L’efficience de sa propulsion électrique, combinée à la réduction de traînée offerte par les hydrofoils, permet de réduire la consommation d’énergie d’environ 80 % par rapport à des ferries classiques propulsés par moteurs diesel.
Sur une seule charge, le P-12 dispose d’une autonomie d’environ 40 milles nautiques (74 km) à vitesse de croisière, mais le record de 160 milles nautiques démontre que, avec des recharges opportunes et une gestion intelligente de la batterie, les trajets longue distance deviennent réalisables.
Une révolution pour le transport maritime durable
Les ferries traditionnels sont un maillon essentiel des réseaux de transport côtier ou insulaire, mais leur dépendance aux moteurs diesel entraîne des émissions de gaz à effet de serre, des coûts d’exploitation élevés et des impacts sur l’environnement marin.
L’énergie électrique, associée à une réduction drastique de la consommation via les hydrofoils, ouvre une nouvelle ère pour les transports maritimes. Le record testé par Candela P-12 prouve que les services rapides et zéro émission sont techniquement réalisables, même sans infrastructure de recharge lourde au départ des ports.
Cette autonomie opérationnelle redéfinit les modèles économiques du transport maritime électrique : les opérateurs n’ont plus besoin d’investir massivement dans des installations de charge spécifiques à la mer, ce qui réduit les coûts initiaux et accélère la mise en service de services nouveaux ou améliorés.

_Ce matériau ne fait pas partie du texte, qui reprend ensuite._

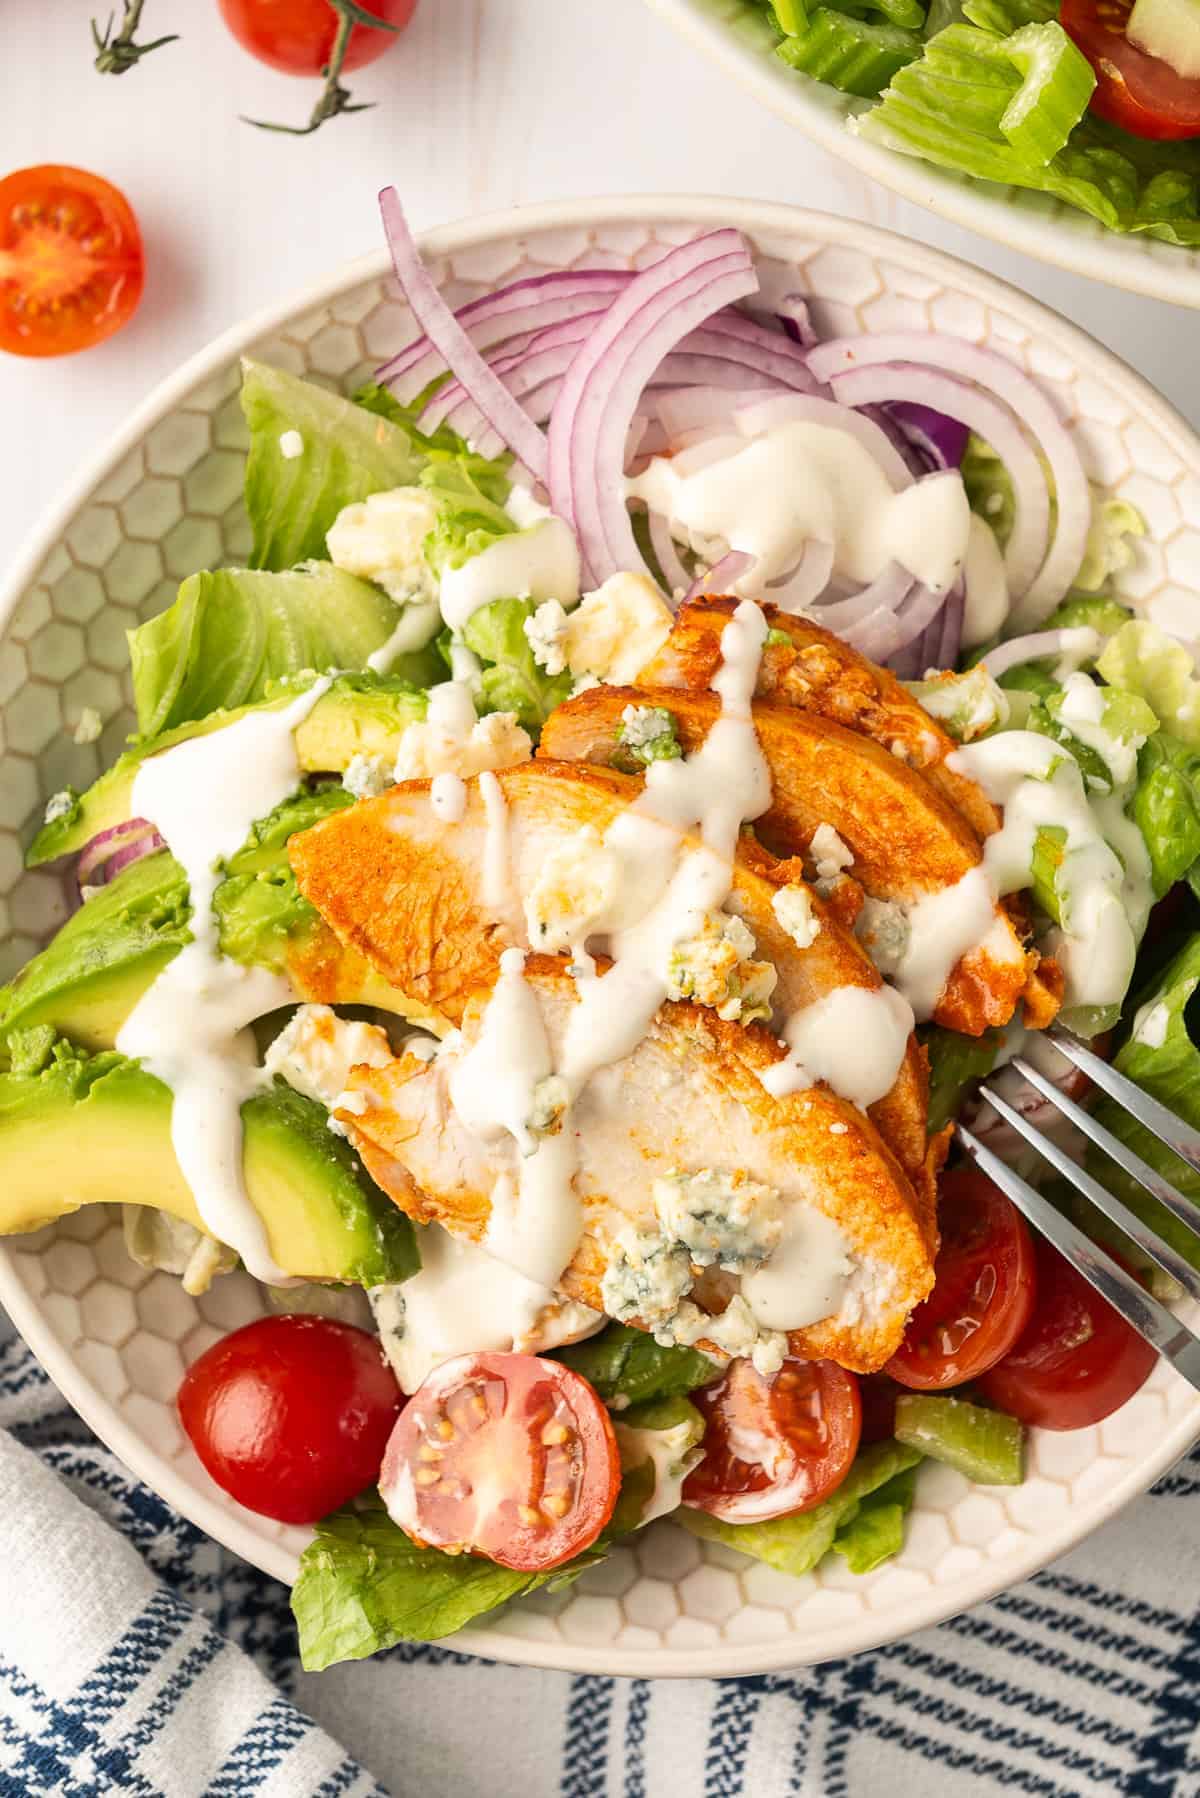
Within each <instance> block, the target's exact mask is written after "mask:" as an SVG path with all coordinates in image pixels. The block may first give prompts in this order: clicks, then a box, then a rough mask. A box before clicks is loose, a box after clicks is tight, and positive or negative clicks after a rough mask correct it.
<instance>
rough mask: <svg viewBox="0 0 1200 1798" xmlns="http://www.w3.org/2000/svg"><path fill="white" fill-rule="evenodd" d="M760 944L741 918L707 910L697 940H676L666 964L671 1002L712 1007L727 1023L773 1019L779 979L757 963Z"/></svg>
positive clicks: (700, 926) (667, 981)
mask: <svg viewBox="0 0 1200 1798" xmlns="http://www.w3.org/2000/svg"><path fill="white" fill-rule="evenodd" d="M756 949H757V944H756V942H754V937H752V933H750V931H748V930H747V926H745V924H743V921H741V919H739V917H730V915H729V913H727V912H705V913H703V917H702V922H700V930H698V931H696V935H694V937H685V939H684V940H682V942H676V944H675V948H673V949H671V955H669V960H667V998H669V1000H694V1001H696V1005H711V1007H712V1009H714V1010H716V1016H718V1018H723V1019H727V1021H729V1023H734V1021H736V1023H752V1021H754V1019H756V1018H768V1016H770V996H772V992H774V991H775V982H777V980H779V975H777V973H775V969H774V967H772V964H770V962H759V960H754V955H756Z"/></svg>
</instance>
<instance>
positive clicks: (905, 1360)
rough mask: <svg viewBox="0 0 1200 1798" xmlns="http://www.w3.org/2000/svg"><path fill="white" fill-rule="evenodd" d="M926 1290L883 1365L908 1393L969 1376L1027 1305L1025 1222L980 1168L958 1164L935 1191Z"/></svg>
mask: <svg viewBox="0 0 1200 1798" xmlns="http://www.w3.org/2000/svg"><path fill="white" fill-rule="evenodd" d="M937 1224H939V1228H941V1246H939V1250H937V1260H936V1268H934V1273H936V1284H934V1291H932V1293H930V1295H928V1298H927V1300H923V1304H919V1305H918V1307H916V1311H914V1313H912V1316H910V1318H909V1327H907V1329H905V1340H903V1341H901V1345H900V1349H898V1350H896V1354H894V1356H892V1359H891V1361H889V1363H887V1372H889V1374H891V1375H892V1379H898V1381H900V1384H901V1386H910V1388H912V1390H914V1392H941V1390H943V1388H946V1386H963V1384H964V1383H966V1381H968V1379H977V1377H979V1375H981V1374H984V1372H986V1370H988V1368H990V1366H993V1365H995V1363H997V1361H999V1359H1000V1357H1002V1356H1006V1354H1007V1352H1009V1349H1011V1347H1013V1343H1015V1341H1016V1340H1018V1336H1020V1332H1022V1331H1024V1329H1025V1325H1027V1322H1029V1316H1031V1313H1033V1305H1034V1293H1036V1275H1034V1266H1036V1264H1034V1251H1033V1239H1031V1235H1029V1226H1027V1224H1025V1219H1024V1217H1022V1215H1020V1212H1018V1210H1016V1206H1015V1205H1011V1203H1009V1199H1006V1197H1004V1194H1002V1192H1000V1190H999V1187H993V1183H991V1181H990V1179H986V1178H984V1174H979V1172H977V1170H975V1169H972V1167H959V1169H954V1172H950V1174H946V1176H943V1179H941V1187H939V1196H937Z"/></svg>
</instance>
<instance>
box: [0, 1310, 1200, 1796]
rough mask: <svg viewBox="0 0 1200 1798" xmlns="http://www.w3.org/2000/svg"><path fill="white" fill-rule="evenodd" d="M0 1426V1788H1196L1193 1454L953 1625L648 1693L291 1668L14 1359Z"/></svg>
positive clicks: (262, 1793)
mask: <svg viewBox="0 0 1200 1798" xmlns="http://www.w3.org/2000/svg"><path fill="white" fill-rule="evenodd" d="M2 1329H4V1323H2V1318H0V1331H2ZM0 1426H5V1428H7V1435H5V1433H4V1429H0V1798H43V1794H45V1798H49V1794H56V1798H59V1794H61V1798H112V1794H119V1793H135V1794H139V1798H200V1794H203V1798H248V1794H254V1798H275V1794H279V1798H282V1794H286V1798H317V1794H318V1798H342V1794H345V1798H367V1794H371V1798H374V1794H381V1798H387V1794H390V1798H551V1794H558V1798H739V1794H747V1798H750V1794H752V1798H784V1794H788V1798H790V1794H795V1798H880V1794H885V1798H1000V1794H1011V1793H1027V1794H1031V1798H1094V1794H1105V1798H1108V1794H1112V1793H1124V1794H1130V1798H1196V1794H1198V1793H1200V1528H1198V1521H1200V1503H1198V1501H1200V1451H1196V1453H1195V1455H1193V1456H1191V1460H1187V1462H1184V1464H1182V1465H1180V1467H1178V1469H1177V1471H1175V1473H1173V1474H1171V1476H1169V1478H1166V1480H1162V1482H1160V1483H1159V1487H1157V1489H1155V1492H1153V1494H1151V1496H1150V1498H1144V1500H1142V1501H1141V1503H1137V1505H1133V1507H1132V1509H1130V1510H1128V1512H1126V1514H1124V1516H1123V1518H1121V1519H1117V1521H1115V1523H1112V1525H1108V1527H1106V1528H1105V1530H1101V1532H1099V1534H1097V1535H1094V1537H1092V1541H1090V1543H1087V1544H1085V1546H1083V1548H1079V1550H1076V1552H1074V1553H1072V1555H1069V1557H1067V1559H1063V1561H1060V1562H1058V1564H1056V1566H1054V1568H1051V1570H1047V1571H1045V1573H1042V1575H1038V1579H1034V1580H1031V1582H1029V1584H1025V1586H1022V1588H1018V1589H1016V1591H1011V1593H1006V1595H1004V1597H1002V1598H997V1600H995V1602H993V1604H986V1606H981V1607H979V1609H977V1611H972V1613H970V1615H968V1616H963V1618H957V1620H955V1622H952V1624H946V1625H943V1627H941V1629H932V1631H923V1633H921V1634H918V1636H912V1638H909V1640H907V1642H901V1643H896V1645H892V1647H889V1649H880V1651H878V1652H874V1654H864V1656H858V1658H855V1660H849V1661H831V1663H828V1665H824V1667H815V1669H811V1670H808V1672H801V1674H795V1676H768V1678H756V1679H723V1681H685V1683H673V1681H660V1683H657V1685H651V1683H649V1681H646V1679H599V1678H570V1676H569V1674H538V1672H522V1670H516V1669H506V1667H489V1665H486V1663H480V1661H471V1660H466V1658H464V1656H461V1654H453V1652H452V1651H446V1649H434V1647H412V1649H396V1651H394V1652H392V1654H389V1656H383V1658H381V1660H378V1661H371V1663H363V1665H354V1667H338V1669H331V1670H329V1672H326V1674H320V1676H306V1674H302V1672H300V1670H299V1667H297V1663H295V1638H293V1631H291V1618H290V1613H288V1595H286V1591H284V1589H282V1588H281V1586H277V1584H275V1582H273V1580H270V1579H266V1577H264V1575H259V1573H255V1571H254V1570H252V1568H246V1566H245V1564H243V1562H239V1561H236V1559H234V1557H232V1555H227V1553H223V1552H221V1550H218V1548H216V1546H214V1544H212V1543H209V1541H207V1539H205V1537H203V1535H200V1532H198V1530H194V1528H193V1527H191V1525H187V1523H184V1521H182V1519H180V1518H176V1516H175V1514H173V1512H171V1510H169V1509H167V1507H166V1505H164V1503H162V1501H160V1500H157V1498H155V1496H153V1494H151V1492H148V1491H146V1489H144V1487H139V1485H137V1482H135V1480H131V1478H130V1474H128V1473H126V1471H124V1467H122V1465H121V1464H119V1462H117V1460H115V1458H113V1456H112V1455H110V1453H108V1451H106V1449H103V1447H101V1446H99V1444H97V1442H95V1438H94V1437H92V1435H90V1433H88V1431H86V1428H85V1426H83V1424H81V1422H79V1420H77V1419H76V1417H74V1415H72V1413H70V1411H68V1410H67V1408H65V1406H63V1402H61V1399H59V1397H58V1393H56V1392H54V1388H52V1386H50V1383H49V1381H47V1379H45V1375H43V1374H41V1372H40V1370H38V1366H36V1365H34V1361H32V1359H31V1356H29V1354H27V1352H25V1350H23V1349H22V1347H20V1345H18V1343H7V1345H5V1347H0ZM367 1767H371V1773H369V1771H365V1769H367Z"/></svg>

Une réponse pratique aux limites des ferries électriques classiques
Avant ce record, la majorité des navires électriques étaient confinés à des traversées courtes ou des trajets fixes, dépendant souvent de systèmes coûteux de changement de batterie ou de stations de recharge surpuissantes.
La capacité du P-12 à utiliser des infrastructures de recharge existantes – y compris des solutions mobiles ou terrestres – change la donne. Cela signifie que les services peuvent s’adapter à différents environnements opérationnels sans nécessiter des installations portuaires majeures ou des coûts prohibitifs.
En outre, la réduction du sillage associée à la technologie hydrofoil protège aussi les écosystèmes littoraux et minimise l’érosion des berges, un avantage environnemental souvent négligé mais essentiel pour les zones urbaines riveraines.
Les implications pour l’avenir des transports aquatiques
Le record de distance établi par Candela P-12 ne symbolise pas seulement une victoire technique : il est un signal fort envoyé à l’industrie maritime. Alors que les villes riveraines cherchent des solutions pour réduire la congestion et les émissions, ce type de navire offre une alternative tangible aux modes de transport traditionnels.
Des essais et des commandes sont déjà prévus dans plusieurs régions du monde, et des opérateurs étudient l’intégration de tels ferries pour des trajets urbains, interurbains ou même touristiques. Ceci pourrait ouvrir la voie à des réseaux maritimes durables, comparables aux réseaux ferroviaires ou routiers électriques en termes de performances et d’efficacité.
Une technologie au service de la planète et de l’économie
La navigation électrique en mer bénéficiera à la fois de gains environnementaux et économiques. En réduisant les émissions locales de CO₂ et de particules ainsi que la dépendance aux combustibles fossiles, ces technologies soutiennent les objectifs climatiques. Sur le plan économique, des coûts d’exploitation réduits – liés à l’efficacité énergétique et à l’absence de carburants fossiles – améliorent la compétitivité des opérateurs.
Le succès de Candela P-12 démontre que l’innovation technique peut aller de pair avec la durabilité et l’efficacité opérationnelle, offrant un aperçu convaincant de ce que pourrait être le transport maritime du futur : rapide, propre et adaptable à différents contextes géographiques et climatiques.